The African Studies section of the Department of African Studies and Linguistics offers a full academic programme, concentrated at the graduate level but also including some undergraduate courses. Typically, our students are interested in critical, interdisciplinary scholarship that takes the location of being in Africa as a vantage point to study Africa and the world. They are interested in thinking outside of the frameworks of an inherited set of knowledge projects. And they are interested in taking seriously the critical and intellectual traditions of the global south.
The Centre for African Studies is the longest-established institution of its kind. Re-launched in 2012, it carries a mandate for promoting and supporting African Studies across the various Faculties of the University of Cape Town.
Together, the Centre for African Studies and the African Studies unit house and support a number of projects, including:
- The African Studies Gallery
- The AC Jordan Chair of African Studies
- The NRF Chair in Land Reform and Democracy in South Africa
- The journal Social Dynamics
- The Harry Oppenheimer Institute, a granting committee that supports African Studies at UCT
- We also support a growing list of international collaborations, new research projects, seminars and conferences, socially engaged research with public intellectuals and community organisations, and various publication initiatives.
The Centre for African Studies at the University of Cape Town has been an important flashpoint in the life of the institution which has generated important debates about the study of Africa, colonial pasts and postcolonial futures. Part of the mission of African Studies at UCT is to draw on the resources of these debates, as well as other similar debates in universities across the global south, to re-imagine and reconfigure inherited architectures of knowledge. In our pursuit of a critical humanities and social sciences we understand ourselves to be situated at the cutting edge of new knowledge formations, engaged in critiques of inherited institutional and disciplinary forms, while immersed in a rigorous engagement with the critical and intellectual traditions of Africa, situated comparatively. We endeavour to draw on these traditions of knowledge to re-write the past, to contribute to better understandings of the major predicaments of the present, and to facilitate the imaginings of new futures.
Director
The current director of the Centre for African Studies is Prof. Suren Pillay
Some Preliminary Thoughts
The moment is ripe to explore a third way. The challenge is to recast African Studies as a study of Self - indeed of Selves - as a source of self- knowledge. Such a quest is likely to involve a double challenge: both ontological and epistemological.
The ontological question is primary: What is Africa? A multiplicity of "races"? Who is an "African"? A racial being? We know that apartheid in South Africa (as colonialism in the rest of Africa) constructed the "African" as a racial being. A newcomer to South Africa is struck by how university and street talk continues to portray an "African" as a racial being. If to transcend the legacy of apartheid is to transcend this racial identity and to humanize fully the construct of "African", and if this is not to turn into a mere posture, do we not need to ask: what is the historical process that makes of us, Africans?
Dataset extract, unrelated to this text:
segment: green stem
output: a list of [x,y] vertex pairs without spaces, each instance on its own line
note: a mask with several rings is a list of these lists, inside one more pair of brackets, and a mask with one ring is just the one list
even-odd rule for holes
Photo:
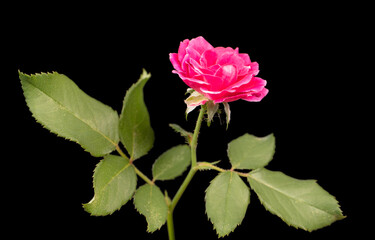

The ontological question is tied to that of epistemology. This is why the main task of the Centre for African Studies - and indeed of the university - is to redefine the study of Africa as the study of ourselves in a post-apartheid world.
- Mahmood Mamdani
On Rhodes Memorial
This memorial captures one moment of thinking Africa from the Cape and freezes it literally in stone, in a manner that should be a lesson to us all. To grasp the fullness of this lesson and to capture this longer view, we may as well begin by posing the original question of thinking Africa from the Cape in the negative: how does one NOT think Africa from the Cape at the present moment? And my short response will be: look at the Rhodes Memorial and you will find the answer. There is a logic to this monument at the base of Devil’s Peak that strikes you with the particular force when you visit for the first time, especially if you come from “Africa”. Suddenly, all the abstract ideas that you have learnt in your social and critical theory classes make immediate sense. Ideas of surveillance and control, the panoptic gaze and the visual regime of modernity, and so on, all come alive. Here the idea of “Cape to Cairo” takes on a visual presence. Yes, the view of Cape Town from here is as stunning as it is panoramic — just as the tourist brochure tells you. What arrests you here though is not really this view but the vision it encapsulates: the vision of an era when the world was out there for the taking, when Africa was envisioned as a vast landscape, lying supine at your feet, waiting for the lights of civilisation and commerce to shine over it. It is this panoptic vision of a world under the gaze and surveillance of an imperial man that hits you in the guts: this, in essence, is the modernist dream of encyclopaedic knowledge and control over native subjects.